I prefetti del Fvg chiedono di non ridurre i fondi per l’integrazione

Ritengono che il rischio sarebbe quello di avere i migranti in giro per la città senza nulla da fare
I prefetti del Fvg, chiedono di non ridurre i fondi per l’integrazione
I prefetti del Fvg, chiedono di non ridurre i fondi per l’integrazione (Diario Fvg)

FVG - La riduzione dei fondi per i percorsi di integrazione significa correre il rischio di avere i migranti in giro per la città senza nulla da fare. E' il pensiero espresso dai prefetti di Trieste, Annapola Porzio, Gorizia, Massimo Marchesiello, Pordenone, Maria Rosaria Maiorino, e Udine, Angelo Ciuni, durante le audizioni della VI Commissione del Consiglio Fvg per approvare le modifiche al programma annuale immigrazione 2018 proposte dalla Giunta regionale. "Il documento che ci è stato sottoposto - dice Porzio - è pieno di scelte politiche, non saremo certo noi che possiamo influire su queste scelte, possiamo però dare spunti di riflessione".

TRIESTE - La decisione di tagliare i fondi per i corsi, in particolare quelli di italiano, «porta all'emarginazione dove accadono le forme di captazione da parte della criminalità». Porzio, le cui parole sono state condivise anche dagli altri prefetti, ha inoltre segnalato che, «completato l'iter di richiesta asilo, se non vi è stato percorso di alfabetizzazione sono comunque a carico della società e servizi sociali».

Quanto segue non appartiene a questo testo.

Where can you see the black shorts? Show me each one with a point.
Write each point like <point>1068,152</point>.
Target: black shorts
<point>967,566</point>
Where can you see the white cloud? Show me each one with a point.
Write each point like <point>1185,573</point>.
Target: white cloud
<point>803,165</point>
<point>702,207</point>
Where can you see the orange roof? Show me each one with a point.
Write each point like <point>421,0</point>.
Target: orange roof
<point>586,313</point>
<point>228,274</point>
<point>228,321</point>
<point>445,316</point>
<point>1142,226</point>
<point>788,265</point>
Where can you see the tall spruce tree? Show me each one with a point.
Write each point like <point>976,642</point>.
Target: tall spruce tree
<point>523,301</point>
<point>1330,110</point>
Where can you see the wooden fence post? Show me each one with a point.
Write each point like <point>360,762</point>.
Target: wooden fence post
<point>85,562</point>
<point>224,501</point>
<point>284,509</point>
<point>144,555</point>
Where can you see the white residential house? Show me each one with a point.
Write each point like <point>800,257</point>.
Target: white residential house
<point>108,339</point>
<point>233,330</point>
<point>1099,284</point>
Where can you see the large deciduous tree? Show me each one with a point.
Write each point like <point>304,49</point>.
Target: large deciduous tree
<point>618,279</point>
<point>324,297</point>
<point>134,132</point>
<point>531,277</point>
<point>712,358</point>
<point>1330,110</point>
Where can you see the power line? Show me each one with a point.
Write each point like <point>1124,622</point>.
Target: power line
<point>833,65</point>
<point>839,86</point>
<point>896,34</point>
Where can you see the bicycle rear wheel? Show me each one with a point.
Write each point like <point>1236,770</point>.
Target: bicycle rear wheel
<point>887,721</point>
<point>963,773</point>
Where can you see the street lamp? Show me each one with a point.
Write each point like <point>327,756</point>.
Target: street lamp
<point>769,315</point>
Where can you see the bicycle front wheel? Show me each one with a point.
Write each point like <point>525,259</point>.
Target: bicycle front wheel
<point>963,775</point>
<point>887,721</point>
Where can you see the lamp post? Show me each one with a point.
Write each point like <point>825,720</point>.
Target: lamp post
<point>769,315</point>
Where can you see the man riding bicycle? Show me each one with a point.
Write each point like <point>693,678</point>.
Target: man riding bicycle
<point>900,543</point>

GORIZIA - «Le forme di integrazione attraverso attività di volontariato hanno contribuito a ridurre il clima di diffidenza ed ostilità nei confronti dei migranti». Lo ha detto il Prefetto di Gorizia, Massimo Marchesiello, durante i lavori della VI commissione regionale, ricordando che «attualmente nell'isontino ci sono 600 persone con la conversione del Cara da Cie a Cpr vi sarà una riduzione».

UDINE - Il Prefetto di Udine, Angelo Ciuni, ha invece segnalato che «lasciare le persone senza aiuti manderebbe in depressione anche chi vive nel suo territorio». I corsi hanno anche la funzione di «comprendere la loro voglia o meno di restare sul territorio. A Udine c'è un impegno ad esempio con Confartigianato che sta dando riscontri importanti. Servono nuovi progetti per arricchire il territorio creando anche professionalità che potrebbero essere utili», ha concluso Ciuni.

PORDENONE - «Il sistema di accoglienza diffusa a Pordenone - ha spiegato il Prefetto Maria Rosaria Maiorino - funziona nei comuni che hanno deciso di aderirvi. Gli eventi vanno gestiti visto che i migranti rimarranno sul territorio da uno a due anni». Secondo Maiorino, occorre evitare che i migranti «girino e vaghino per le vie dei paesi e delle città», suggerendo che potrebbero essere impiegati nei «lavori socialmente utili che sono apprezzati anche dalla società, dimostrando così ai residenti che queste persone si danno da fare per provvedere al loro sostentamento. Il taglio dei fondi porterebbe alla soppressione di progetti che hanno risvolti positivi sul territorio» perché impiegano laureati e ricercatori.

ROBERTI - «Nella delibera non c'è nessuna soppressione di corsi, anzi c'è il potenziamento dell'azione relativamente a quelli di lingua italiana che vengono implementati e prevedono un allargamento su temi di legalità». Lo ha detto l'assessore regionale con delega alla Sicurezza, Pierpaolo Roberti, durante i lavori della VI commissione. Per Roberti, tuttavia, «rimane il problema della frequenza non obbligatoria che andrebbe inserita. Nel documento presentato da questa Giunta, e al vaglio della commissione, vengono tagliati i micro ed i macro progetti locali, utilizzati ad esempio per fare lo sfalcio dell'erba. Nel corso dell'audizione non abbiamo avuto nessun riscontro sulla reale utilità di queste iniziative». «Mi sento poi in imbarazzo - ha aggiunto Roberti - a dover sentire nell'aula del Consiglio regionale che il contribuente e l'ente pubblico, attraverso la Regione, debbano spendere dei soldi per trovare una occupazione a persone che non sanno cosa fare e rischiano di andare a spacciare. Questi soggetti non devono avere un contributo, ma devono essere rimandati nel loro paese se rischiano di diventare spacciatori».